Wszystko wskazuje na to, że w niedzielę Zengota wystąpi w spotkaniu z Betardem WTS-em Wrocław. - Tak naprawdę jeszcze nie wiem, czy pojadę w tym meczu. Spisywałem się ostatnio dość dobrze i myślę, że dostanę szansę. Stuprocentowej pewności jeszcze nie mam, ale na pewno pojedziemy po wygraną. Będę robić wszystko aby nie zawieść i zdobyć jak najwięcej punktów. Czuję się coraz pewniej. Wczorajsze i dzisiejsze zawody pokazały mi, że jestem w stanie walczyć z bardziej ode mnie doświadczonymi zawodnikami. Widać, że nie odstaję. Cieszę się z tego i sądzę, że z zawodów na zawody będzie jeszcze lepiej, czego sobie życzę - zaznaczył Zengota.

Jak Grzegorz ocenia siłę najbliższego ligowego rywala Falubazu, Betardu WTS? - Wrocławianie są na pewno o wiele silniejsi niż w zeszłym roku. Pokazali to chociażby remisując u siebie z Caelum Stalą Gorzów. Startowali wtedy pierwszy raz na swoim torze, bo prędzej nie mieli ku temu okazji. Też mają nową nawierzchnię, a więc warunki podobne do nas. Swojej prawdziwej siły jeszcze nie pokazali. Na tę chwilę jest to solidna drużyna i na pewno będzie ciężko. My jednak też jesteśmy mocni i zobaczymy, kto wygra w niedzielę - powiedział wychowanek zielonogórskiego klubu.

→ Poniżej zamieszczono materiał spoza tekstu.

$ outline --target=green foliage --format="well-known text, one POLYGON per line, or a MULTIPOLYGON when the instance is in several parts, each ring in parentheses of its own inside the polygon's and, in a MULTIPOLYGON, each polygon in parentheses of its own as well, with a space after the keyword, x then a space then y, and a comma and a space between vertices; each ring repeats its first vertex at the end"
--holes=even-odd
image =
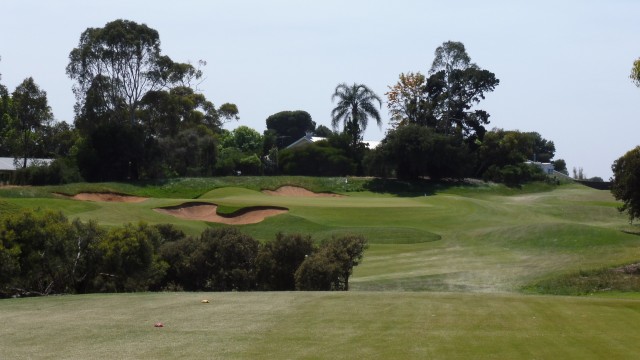
POLYGON ((262 154, 262 135, 248 126, 238 126, 231 132, 231 143, 225 147, 235 147, 243 153, 262 154))
POLYGON ((620 211, 626 211, 633 222, 640 218, 640 146, 614 161, 611 170, 611 193, 616 200, 622 200, 620 211))
POLYGON ((172 138, 176 133, 204 125, 211 131, 222 126, 212 102, 190 87, 149 91, 139 112, 147 136, 172 138))
MULTIPOLYGON (((475 174, 485 180, 510 186, 532 180, 544 180, 527 160, 549 162, 555 154, 553 141, 536 132, 493 129, 487 132, 477 150, 475 174)), ((558 163, 562 166, 564 161, 558 163)), ((566 171, 566 164, 565 164, 566 171)))
POLYGON ((638 264, 616 268, 581 270, 553 276, 524 288, 553 295, 593 295, 606 292, 640 292, 638 264))
POLYGON ((395 167, 399 179, 460 178, 468 173, 470 163, 466 146, 417 124, 391 130, 377 151, 395 167))
POLYGON ((349 277, 362 260, 367 240, 362 235, 334 237, 307 257, 295 273, 298 290, 349 290, 349 277))
POLYGON ((256 155, 249 155, 240 158, 236 169, 240 171, 242 175, 261 175, 262 174, 262 161, 256 155))
POLYGON ((162 247, 170 263, 167 281, 185 290, 253 290, 259 243, 235 228, 206 229, 199 238, 188 237, 162 247))
POLYGON ((278 163, 281 173, 289 175, 345 176, 356 172, 356 164, 344 151, 326 142, 280 151, 278 163))
POLYGON ((159 283, 168 267, 157 255, 161 242, 158 230, 143 223, 109 230, 96 244, 100 272, 93 288, 146 291, 159 283))
POLYGON ((59 212, 21 211, 2 219, 0 293, 73 292, 81 258, 74 238, 74 227, 59 212))
POLYGON ((272 130, 278 149, 284 149, 294 141, 313 132, 316 123, 306 111, 281 111, 267 118, 267 131, 272 130))
POLYGON ((362 132, 366 130, 369 118, 376 120, 382 126, 382 120, 374 102, 382 107, 382 100, 366 85, 336 86, 331 100, 338 99, 336 107, 331 110, 331 125, 335 129, 340 122, 344 125, 344 132, 349 135, 351 147, 355 148, 362 141, 362 132))
POLYGON ((76 82, 78 118, 91 127, 97 121, 103 125, 129 120, 134 125, 147 93, 189 84, 202 72, 163 56, 156 30, 115 20, 80 35, 78 46, 69 54, 67 75, 76 82))
POLYGON ((531 164, 492 165, 483 175, 484 180, 503 183, 507 186, 518 186, 529 181, 544 181, 546 175, 542 170, 531 164))
POLYGON ((203 125, 162 138, 159 147, 157 161, 162 164, 162 176, 159 177, 214 174, 218 144, 213 132, 203 125))
POLYGON ((276 234, 260 247, 256 258, 257 280, 262 290, 295 290, 295 272, 314 251, 310 236, 276 234))
POLYGON ((41 130, 53 119, 47 103, 47 93, 41 90, 33 78, 25 79, 12 94, 13 113, 17 119, 17 131, 21 134, 19 150, 23 158, 22 167, 27 167, 27 158, 33 157, 33 147, 42 136, 41 130))
POLYGON ((138 179, 144 151, 141 127, 108 123, 78 144, 76 161, 87 181, 138 179))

W sezonie 2010 Zengota debiutuje w lidze angielskiej. - Lepsze występy przeplatam gorszymi. Na wyjazdach jest naprawdę ciężko. Jazda w Anglii różni się od tej w Polsce. Są tam zupełnie inne tory. Trzeba mocno manewrować gazem, zupełnie inaczej ustawiać motocykl na łuku. Na obcych torach na początku nie jest mi łatwo, ale zaczynam z biegu na bieg łapać o co chodzi i pod koniec zazwyczaj już rywalizuję z zawodnikami, a nie z torem - ocenił zawodnik angielskiego Swindon Robins.

Jazda w gronie seniorów różni się od młodzieżowego ścigania. Towarzyszy jej też nieco inne ciśnienie na wynik. - Trudno powiedzieć, czy presja jest większa. Trzeba jechać tak samo jak za juniora, z tą tylko różnicą, że wtedy miałem pewne miejsce w składzie i spokojnie mogłem rywalizować z tymi starszymi. Zwyczajnie byłem od nich młodszy i nic nie musiałem, a tylko mogłem. O punkty walczyłem więc z innej pozycji aniżeli teraz. Już się jednak przyzwyczajam. Początki były ciężkie, zaczynam powoli uspokajać sytuację i myślę, że powoli łapię rytm i będzie już tylko lepiej - zaznaczył "Zengi".

Po zupełnie nieudanym występie w Tarnowie Zengota wypadł z ligowego składu Falubazu. Jak to przyjął? - Bardzo mnie to zmobilizowało. Chcę jeździć i zdobywać punkty dla drużyny, a nie siedzieć na ławce i oglądać zawody z trybun, bo to nie jest fajne. Pokazałem już, że jestem w stanie skutecznie walczyć z dobrymi zawodnikami i mam nadzieję, że udowodnię to także w lidze - zakończył wychowanek klubu spod znaku Myszki Miki.